Although, POSIX is pretty clear on what things might be implemented by
macros and what things must be true symbols.  But, of course, that
doesn't mean everyone follows it.

> Really, the best solution is to do like the MLton runtime: write your own
> functions that do the C calls and import them instead. That works with the
> system header defines/etc (and also dodges the varargs problem). The
> overhead is quite low; gcc optimizes those proxy methods down to a single
> branch instruction if the prototypes match.

It only dodges the varargs problem to the degree that one only writes
non-varargs functions.  But that seems to be a reasonable restriction.

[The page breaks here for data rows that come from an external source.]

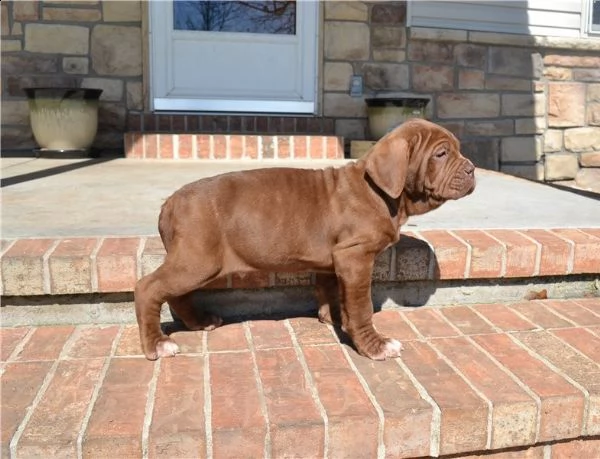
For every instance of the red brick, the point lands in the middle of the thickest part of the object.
(46, 343)
(520, 253)
(178, 426)
(54, 427)
(115, 427)
(573, 312)
(22, 267)
(407, 426)
(581, 339)
(450, 254)
(190, 342)
(577, 449)
(429, 323)
(317, 149)
(393, 324)
(251, 150)
(20, 383)
(311, 331)
(466, 320)
(268, 334)
(229, 337)
(556, 252)
(153, 255)
(335, 148)
(93, 341)
(300, 147)
(348, 408)
(283, 146)
(151, 143)
(203, 146)
(503, 317)
(464, 414)
(587, 250)
(236, 146)
(296, 426)
(129, 343)
(71, 266)
(562, 404)
(9, 340)
(186, 149)
(116, 263)
(219, 146)
(539, 314)
(239, 428)
(413, 257)
(257, 279)
(514, 413)
(580, 369)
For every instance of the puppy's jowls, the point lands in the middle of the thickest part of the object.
(332, 221)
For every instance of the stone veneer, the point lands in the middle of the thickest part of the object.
(525, 105)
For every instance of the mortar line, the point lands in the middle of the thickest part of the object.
(149, 409)
(436, 412)
(518, 382)
(38, 397)
(18, 348)
(490, 405)
(311, 386)
(46, 282)
(538, 252)
(371, 397)
(261, 392)
(207, 399)
(545, 361)
(96, 392)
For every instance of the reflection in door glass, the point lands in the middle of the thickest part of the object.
(273, 17)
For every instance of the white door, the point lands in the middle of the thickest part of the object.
(234, 56)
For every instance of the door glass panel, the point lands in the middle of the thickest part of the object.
(270, 17)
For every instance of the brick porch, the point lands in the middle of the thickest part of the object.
(522, 376)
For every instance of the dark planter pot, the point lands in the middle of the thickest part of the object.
(388, 112)
(64, 119)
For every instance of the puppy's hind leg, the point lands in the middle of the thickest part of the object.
(169, 282)
(192, 318)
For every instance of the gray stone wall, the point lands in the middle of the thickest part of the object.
(82, 43)
(524, 105)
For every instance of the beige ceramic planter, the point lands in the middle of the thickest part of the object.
(64, 119)
(387, 113)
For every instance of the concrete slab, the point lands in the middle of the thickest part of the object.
(57, 198)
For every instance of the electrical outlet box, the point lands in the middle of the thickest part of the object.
(356, 86)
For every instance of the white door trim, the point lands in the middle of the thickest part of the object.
(160, 30)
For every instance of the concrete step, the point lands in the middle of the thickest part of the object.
(199, 146)
(502, 380)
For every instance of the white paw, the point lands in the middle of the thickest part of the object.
(167, 348)
(392, 348)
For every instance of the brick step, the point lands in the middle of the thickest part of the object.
(114, 264)
(198, 146)
(502, 380)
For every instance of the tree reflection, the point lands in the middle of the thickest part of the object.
(272, 17)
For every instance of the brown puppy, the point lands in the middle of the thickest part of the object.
(332, 221)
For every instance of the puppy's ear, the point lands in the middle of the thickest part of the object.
(387, 165)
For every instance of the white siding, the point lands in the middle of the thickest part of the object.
(534, 17)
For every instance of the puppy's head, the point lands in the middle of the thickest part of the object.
(422, 160)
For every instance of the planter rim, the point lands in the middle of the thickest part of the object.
(412, 102)
(63, 93)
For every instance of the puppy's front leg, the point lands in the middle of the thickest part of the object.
(354, 267)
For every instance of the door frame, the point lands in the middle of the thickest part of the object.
(158, 45)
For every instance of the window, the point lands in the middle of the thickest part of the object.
(564, 18)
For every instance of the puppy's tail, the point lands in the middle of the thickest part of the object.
(165, 228)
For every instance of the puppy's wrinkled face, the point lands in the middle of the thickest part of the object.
(442, 172)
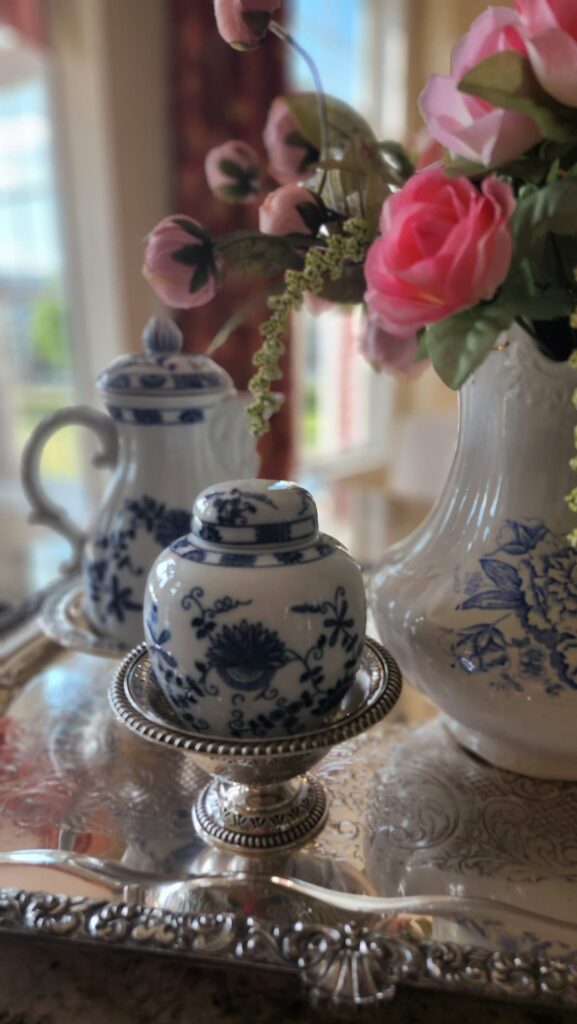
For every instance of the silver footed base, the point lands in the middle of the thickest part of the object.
(258, 818)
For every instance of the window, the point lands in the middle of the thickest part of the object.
(37, 375)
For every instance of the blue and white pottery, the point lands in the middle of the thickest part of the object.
(479, 605)
(255, 621)
(175, 425)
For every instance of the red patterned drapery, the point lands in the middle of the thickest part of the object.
(219, 93)
(27, 16)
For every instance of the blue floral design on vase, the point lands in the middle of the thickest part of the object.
(528, 585)
(115, 563)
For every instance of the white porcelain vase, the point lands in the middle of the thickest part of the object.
(479, 605)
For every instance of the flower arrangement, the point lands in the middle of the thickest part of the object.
(445, 255)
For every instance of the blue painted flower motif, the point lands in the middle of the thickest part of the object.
(157, 639)
(532, 663)
(247, 655)
(521, 538)
(115, 580)
(481, 647)
(171, 523)
(530, 582)
(210, 532)
(121, 600)
(288, 557)
(235, 508)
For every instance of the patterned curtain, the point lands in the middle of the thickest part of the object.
(27, 16)
(219, 93)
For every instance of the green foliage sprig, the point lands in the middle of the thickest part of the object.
(321, 264)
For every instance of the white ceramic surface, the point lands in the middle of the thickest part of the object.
(479, 604)
(254, 622)
(175, 425)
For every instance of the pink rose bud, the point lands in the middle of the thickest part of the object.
(179, 263)
(424, 150)
(444, 246)
(468, 126)
(290, 210)
(385, 351)
(234, 172)
(549, 29)
(244, 23)
(291, 158)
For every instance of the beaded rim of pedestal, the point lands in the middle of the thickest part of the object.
(260, 797)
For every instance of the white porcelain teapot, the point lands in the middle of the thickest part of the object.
(176, 425)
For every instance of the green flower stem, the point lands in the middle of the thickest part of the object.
(572, 497)
(320, 264)
(281, 33)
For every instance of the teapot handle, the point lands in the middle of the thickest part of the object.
(44, 510)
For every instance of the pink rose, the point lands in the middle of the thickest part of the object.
(468, 126)
(291, 157)
(385, 351)
(179, 263)
(424, 150)
(444, 246)
(549, 29)
(234, 172)
(290, 210)
(243, 23)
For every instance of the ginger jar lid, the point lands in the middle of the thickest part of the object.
(243, 513)
(162, 370)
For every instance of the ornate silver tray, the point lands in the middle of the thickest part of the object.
(433, 869)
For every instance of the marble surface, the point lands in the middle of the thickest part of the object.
(47, 983)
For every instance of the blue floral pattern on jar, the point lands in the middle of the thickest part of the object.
(243, 656)
(115, 579)
(525, 591)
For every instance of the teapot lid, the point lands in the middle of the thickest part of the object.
(254, 512)
(163, 368)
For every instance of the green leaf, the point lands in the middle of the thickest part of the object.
(552, 209)
(255, 254)
(312, 215)
(506, 80)
(458, 344)
(343, 122)
(349, 288)
(397, 158)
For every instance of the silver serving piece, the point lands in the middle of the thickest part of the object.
(64, 621)
(433, 870)
(260, 797)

>> I suppose we could also be conservative here and always emit a varargs
>> prototype.
>
> What do you propose? Append a ", ..." to the end of the prototype?

That's what I meant by being conservative.

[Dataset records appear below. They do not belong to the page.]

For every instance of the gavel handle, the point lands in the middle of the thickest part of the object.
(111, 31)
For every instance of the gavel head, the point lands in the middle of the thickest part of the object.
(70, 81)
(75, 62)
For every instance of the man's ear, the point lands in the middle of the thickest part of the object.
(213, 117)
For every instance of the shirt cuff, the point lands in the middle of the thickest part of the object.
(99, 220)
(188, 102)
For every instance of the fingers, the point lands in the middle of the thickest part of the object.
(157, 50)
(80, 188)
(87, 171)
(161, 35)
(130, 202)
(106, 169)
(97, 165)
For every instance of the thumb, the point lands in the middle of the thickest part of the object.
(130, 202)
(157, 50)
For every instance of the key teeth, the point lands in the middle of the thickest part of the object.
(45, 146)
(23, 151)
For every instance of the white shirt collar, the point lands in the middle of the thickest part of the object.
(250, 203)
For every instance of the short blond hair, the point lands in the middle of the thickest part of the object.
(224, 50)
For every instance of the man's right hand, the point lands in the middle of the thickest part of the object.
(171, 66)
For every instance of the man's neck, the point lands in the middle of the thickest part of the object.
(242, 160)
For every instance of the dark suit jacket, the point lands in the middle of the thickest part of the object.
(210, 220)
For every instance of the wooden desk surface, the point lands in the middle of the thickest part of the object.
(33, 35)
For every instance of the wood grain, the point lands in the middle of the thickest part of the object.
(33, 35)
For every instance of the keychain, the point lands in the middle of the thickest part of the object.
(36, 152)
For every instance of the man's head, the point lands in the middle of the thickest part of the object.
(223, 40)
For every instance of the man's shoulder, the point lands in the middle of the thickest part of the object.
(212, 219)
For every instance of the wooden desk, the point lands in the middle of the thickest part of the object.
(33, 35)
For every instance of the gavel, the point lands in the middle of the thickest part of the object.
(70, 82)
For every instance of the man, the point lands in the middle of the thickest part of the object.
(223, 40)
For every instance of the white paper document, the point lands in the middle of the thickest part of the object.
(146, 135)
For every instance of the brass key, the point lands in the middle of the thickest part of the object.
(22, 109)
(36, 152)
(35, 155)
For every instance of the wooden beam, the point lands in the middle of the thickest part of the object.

> I don't know of any architecture where it is a problem, but might passing a
> variable argument and a normal argument differ on an input-by-input basis?
> Imagine "void foo(int x, ...);" where passing the first integer goes as
> 32-bit on the stack but the second gets sign-extended to 64-bit. I don't
> think anything forbids such a hypothetically evil ABI.

Well, I always thought that there wouldn't be an ABI where the varags
and non-varargs calling conventions wouldn't be different.  What we
see with amd64 is that the varags convention is compatible with the
non-vargs, but not the other way around.  As you say, there seems to
be little that would prevent an ABI from having varargs and
non-varargs conventions incompatible.

>> The other alternative is to simply not support _import-ing of varargs
>> functions.
>
> Whatever we do, we should do it consistently across the codegens.

Agreed.  Though, for all many of the same reasons, there doesn't seem
to be any way to detect/prevent the _import of a varargs functions (at
a fixed number of arguments); it just means that on some platforms and
some codegens it would work and on others it would not.

> If we can't support C properly, then maybe varargs is a losing battle.
> On the other hand, people rather expect 'printf' to work.

I've certainly used the _import "printf" trick when needing a
meaningful, but small program with which to debug one of the compiler
passes.  But, apparently, never before on amd64.

After this discussion, I'm leaning towards not supporting varargs functions.